文章目录
YOLOv8代码下载
https://github.com/ultralytics/ultralytics
1.数据集制作
1.1 数据集准备
- 自制数据集
- 公开数据集:极市平台
1.2 数据标注
-
下载安装Labelimg:Labelimg
-
新建label文件夹保存标签
-
打开数据集文件进行标注
快捷键w进行标注,输入标签名,比如说mask
,保存,然后继续下一张,直到标注完成。
生成的标签文件为xml文件:
包含图片信息和标注的object信息(坐标、类别)
注意:如果是包含多个类别,请注意每个类型的顺序:比如说 0:类别1,1:类别2.
1.3数据集划分
将数据集划分为训练集、测试集、验证集。训练集:验证集:测试集=8:1:1
在YOLOv8代码ultralytics/目录下新建data.py
文件,将数据集的data和label文件夹进行拆分:
import os
import random
import shutil
# 原数据集目录(相对目录)
root_dir = 'datasets'
# 划分比例:训练集:验证集:测试集=8:1:1
train_ratio = 0.8
valid_ratio = 0.1
test_ratio = 0.1
# 设置随机种子
random.seed(42)
# 拆分后数据集目录
split_dir = 'datasets/traffic'
os.makedirs(os.path.join(split_dir, 'train/images'), exist_ok=True)
os.makedirs(os.path.join(split_dir, 'train/labels'), exist_ok=True)
os.makedirs(os.path.join(split_dir, 'valid/images'), exist_ok=True)
os.makedirs(os.path.join(split_dir, 'valid/labels'), exist_ok=True)
os.makedirs(os.path.join(split_dir, 'test/images'), exist_ok=True)
os.makedirs(os.path.join(split_dir, 'test/labels'), exist_ok=True)
# 获取图片文件列表
image_files = os.listdir(os.path.join(root_dir, 'images'))
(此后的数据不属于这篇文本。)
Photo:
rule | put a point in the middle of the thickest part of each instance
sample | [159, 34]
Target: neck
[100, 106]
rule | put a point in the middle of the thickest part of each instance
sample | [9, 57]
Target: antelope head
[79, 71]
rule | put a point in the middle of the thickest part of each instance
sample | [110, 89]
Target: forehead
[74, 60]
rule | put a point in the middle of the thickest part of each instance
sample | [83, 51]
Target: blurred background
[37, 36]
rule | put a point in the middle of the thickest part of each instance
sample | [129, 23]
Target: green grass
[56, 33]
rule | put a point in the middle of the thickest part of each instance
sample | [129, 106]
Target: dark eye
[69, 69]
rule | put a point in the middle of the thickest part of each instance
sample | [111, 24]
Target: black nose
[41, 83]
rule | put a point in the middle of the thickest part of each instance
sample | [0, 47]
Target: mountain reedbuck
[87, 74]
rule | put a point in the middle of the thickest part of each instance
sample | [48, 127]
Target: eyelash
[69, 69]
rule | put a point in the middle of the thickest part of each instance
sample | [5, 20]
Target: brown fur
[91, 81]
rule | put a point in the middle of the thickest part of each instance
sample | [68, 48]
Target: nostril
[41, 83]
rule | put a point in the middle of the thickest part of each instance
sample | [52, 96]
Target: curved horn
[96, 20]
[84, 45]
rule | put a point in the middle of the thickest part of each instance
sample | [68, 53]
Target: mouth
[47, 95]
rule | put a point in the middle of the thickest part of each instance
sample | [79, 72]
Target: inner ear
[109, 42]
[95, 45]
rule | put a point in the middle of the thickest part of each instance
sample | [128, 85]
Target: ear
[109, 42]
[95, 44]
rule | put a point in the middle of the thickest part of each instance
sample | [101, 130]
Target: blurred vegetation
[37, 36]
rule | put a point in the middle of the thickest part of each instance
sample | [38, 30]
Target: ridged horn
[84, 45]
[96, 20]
label_files = os.listdir(os.path.join(root_dir, 'labels'))
# 随机打乱文件列表
combined_files = list(zip(image_files, label_files))#图片、标签转化为列表
random.shuffle(combined_files)#打乱
image_files_shuffled, label_files_shuffled = zip(*combined_files)#重新获取
# 根据比例计算划分的边界索引
train_bound = int(train_ratio * len(image_files_shuffled))#图片总数*训练集比例
valid_bound = int((train_ratio + valid_ratio) * len(image_files_shuffled))
# 将图片和标签文件移动到相应的目录
for i, (image_file, label_file) in enumerate(zip(image_files_shuffled, label_files_shuffled)):
if i < train_bound:
shutil.copy(os.path.join(root_dir, 'images', image_file), os.path.join(split_dir, 'train/images', image_file))
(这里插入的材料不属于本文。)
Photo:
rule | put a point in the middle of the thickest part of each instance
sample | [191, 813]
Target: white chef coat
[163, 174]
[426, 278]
shutil.copy(os.path.join(root_dir, 'labels', label_file), os.path.join(split_dir, 'train/labels', label_file))
elif i < valid_bound:
shutil.copy(os.path.join(root_dir, 'images', image_file), os.path.join(split_dir, 'valid/images', image_file))
shutil.copy(os.path.join(root_dir, 'labels', label_file), os.path.join(split_dir, 'valid/labels', label_file))
else:
shutil.copy(os.path.join(root_dir, 'images', image_file), os.path.join(split_dir, 'test/images', image_file))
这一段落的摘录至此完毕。